Tversky et al’s explanation of mental spaces as “built around frameworks consisting of elements and the relations among them,” (516) reminds me of an entity relationship model. The mental framework we have could consist of:
- Entities in line with Lynch’s city elements, and touched on in the Space of Navigation
- Relationships to associate meaning between entities
- Paths leading to landmarks
- Edges surrounding districts
- Attributes distinguishing the characteristics of an entity
- Significance of a landmark
- Width of a path (maybe depicting how frequently it is used for travel opposed to actual width)
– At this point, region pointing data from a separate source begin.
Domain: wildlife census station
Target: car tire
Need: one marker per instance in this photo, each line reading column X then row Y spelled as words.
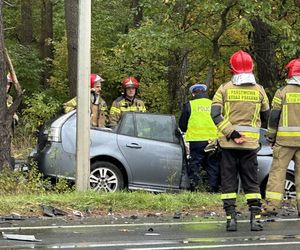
column 106, row 177
column 289, row 187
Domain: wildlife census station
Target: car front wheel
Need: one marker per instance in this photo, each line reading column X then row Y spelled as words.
column 289, row 187
column 106, row 177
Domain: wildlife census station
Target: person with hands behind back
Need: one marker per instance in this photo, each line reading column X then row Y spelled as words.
column 284, row 136
column 239, row 106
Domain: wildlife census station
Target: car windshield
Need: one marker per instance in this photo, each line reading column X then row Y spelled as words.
column 149, row 126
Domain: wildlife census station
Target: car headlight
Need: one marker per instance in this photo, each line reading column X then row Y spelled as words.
column 54, row 134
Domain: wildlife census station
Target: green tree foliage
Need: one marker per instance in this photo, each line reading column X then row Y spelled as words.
column 195, row 28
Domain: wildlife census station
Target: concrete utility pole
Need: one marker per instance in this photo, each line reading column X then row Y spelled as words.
column 83, row 96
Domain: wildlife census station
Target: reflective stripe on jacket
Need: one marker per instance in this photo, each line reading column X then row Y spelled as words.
column 240, row 107
column 287, row 102
column 200, row 125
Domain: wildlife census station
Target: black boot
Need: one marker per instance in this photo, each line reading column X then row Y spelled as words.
column 256, row 224
column 231, row 223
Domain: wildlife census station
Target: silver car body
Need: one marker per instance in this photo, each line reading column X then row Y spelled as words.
column 145, row 147
column 151, row 160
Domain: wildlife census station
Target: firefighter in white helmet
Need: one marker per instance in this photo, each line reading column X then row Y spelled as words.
column 196, row 121
column 238, row 108
column 128, row 101
column 99, row 111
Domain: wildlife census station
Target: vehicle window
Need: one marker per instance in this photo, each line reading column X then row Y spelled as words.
column 155, row 127
column 127, row 127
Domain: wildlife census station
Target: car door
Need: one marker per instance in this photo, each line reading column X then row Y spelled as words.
column 153, row 152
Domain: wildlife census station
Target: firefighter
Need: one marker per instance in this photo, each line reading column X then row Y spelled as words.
column 196, row 121
column 99, row 112
column 128, row 101
column 284, row 135
column 239, row 106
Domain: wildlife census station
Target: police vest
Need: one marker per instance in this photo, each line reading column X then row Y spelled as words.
column 200, row 125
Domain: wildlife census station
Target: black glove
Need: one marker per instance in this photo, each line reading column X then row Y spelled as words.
column 235, row 134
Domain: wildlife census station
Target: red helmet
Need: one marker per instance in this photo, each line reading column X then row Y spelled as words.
column 293, row 68
column 241, row 62
column 130, row 82
column 9, row 78
column 95, row 78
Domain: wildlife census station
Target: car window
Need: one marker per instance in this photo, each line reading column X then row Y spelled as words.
column 155, row 127
column 127, row 127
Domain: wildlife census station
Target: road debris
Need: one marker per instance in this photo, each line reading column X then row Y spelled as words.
column 21, row 237
column 52, row 211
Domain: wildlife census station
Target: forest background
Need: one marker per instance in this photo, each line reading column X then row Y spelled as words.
column 167, row 44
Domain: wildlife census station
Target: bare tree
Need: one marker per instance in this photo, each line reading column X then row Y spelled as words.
column 264, row 53
column 215, row 42
column 25, row 28
column 71, row 14
column 6, row 114
column 46, row 45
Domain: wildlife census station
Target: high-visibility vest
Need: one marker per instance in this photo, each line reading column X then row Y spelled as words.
column 200, row 125
column 287, row 100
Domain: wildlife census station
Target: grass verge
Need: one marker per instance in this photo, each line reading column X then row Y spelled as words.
column 125, row 202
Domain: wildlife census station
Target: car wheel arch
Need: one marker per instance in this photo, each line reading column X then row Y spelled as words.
column 115, row 162
column 264, row 183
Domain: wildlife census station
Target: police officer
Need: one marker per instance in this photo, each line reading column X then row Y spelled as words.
column 128, row 101
column 99, row 112
column 9, row 100
column 196, row 121
column 284, row 135
column 239, row 106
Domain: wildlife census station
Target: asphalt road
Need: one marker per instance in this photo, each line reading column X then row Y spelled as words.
column 148, row 233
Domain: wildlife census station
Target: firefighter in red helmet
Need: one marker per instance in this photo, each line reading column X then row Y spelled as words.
column 284, row 135
column 128, row 101
column 239, row 106
column 99, row 112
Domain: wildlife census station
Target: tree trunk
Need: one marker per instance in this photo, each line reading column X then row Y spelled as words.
column 137, row 13
column 264, row 54
column 71, row 13
column 46, row 45
column 5, row 119
column 177, row 70
column 215, row 42
column 25, row 29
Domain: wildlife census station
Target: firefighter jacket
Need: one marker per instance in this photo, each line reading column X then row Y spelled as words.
column 284, row 120
column 239, row 108
column 121, row 105
column 196, row 121
column 70, row 105
column 9, row 102
column 99, row 111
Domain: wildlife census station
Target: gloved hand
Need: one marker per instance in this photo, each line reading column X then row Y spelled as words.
column 15, row 119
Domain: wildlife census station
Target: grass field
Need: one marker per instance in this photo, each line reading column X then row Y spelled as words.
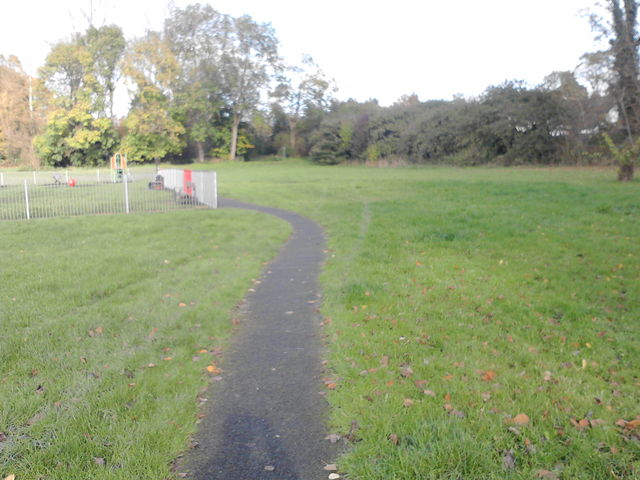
column 481, row 323
column 108, row 327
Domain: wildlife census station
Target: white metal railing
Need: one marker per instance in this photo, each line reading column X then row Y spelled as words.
column 29, row 195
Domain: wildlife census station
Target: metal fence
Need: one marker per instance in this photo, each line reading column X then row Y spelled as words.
column 29, row 195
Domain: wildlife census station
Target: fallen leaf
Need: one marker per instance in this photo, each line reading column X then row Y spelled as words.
column 632, row 424
column 521, row 419
column 488, row 375
column 580, row 425
column 406, row 372
column 508, row 459
column 547, row 474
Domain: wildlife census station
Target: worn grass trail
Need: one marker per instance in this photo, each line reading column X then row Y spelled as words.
column 267, row 419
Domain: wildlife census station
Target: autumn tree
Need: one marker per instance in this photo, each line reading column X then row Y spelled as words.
column 152, row 132
column 81, row 75
column 21, row 117
column 304, row 87
column 106, row 46
column 194, row 36
column 624, row 85
column 248, row 60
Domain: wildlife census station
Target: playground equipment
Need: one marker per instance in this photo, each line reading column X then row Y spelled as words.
column 118, row 166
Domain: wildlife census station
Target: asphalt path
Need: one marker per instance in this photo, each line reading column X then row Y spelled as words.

I agree with other posts that this article needed a greater theoretical grounding within GIS. I struggle to see what cognitive maps can be used for, but with this simplified schema in mind, can we translate these cognitive maps into usable data in a GIS? Maybe, but I think we would have to be very meticulous to grasp the nuances in spatial perception and cognition, and therefore the relationships between entities.
Cognitive mapping methodology stresses the importance of debriefing after the maps are made. Discussions must be held in order to begin to establish reasoning regarding why what things are placed in certain locations, why things are deemed to have greater importance, etc. I don’t think that a simply digitized cognitive map will serve much purpose (as a pedagogical tool or otherwise) without knowing the meaning behind it. Each user will have different experiences leading them to perceive different things—things that I don’t think we can make much sense of without dealing with the nitty-gritty relationships of entities.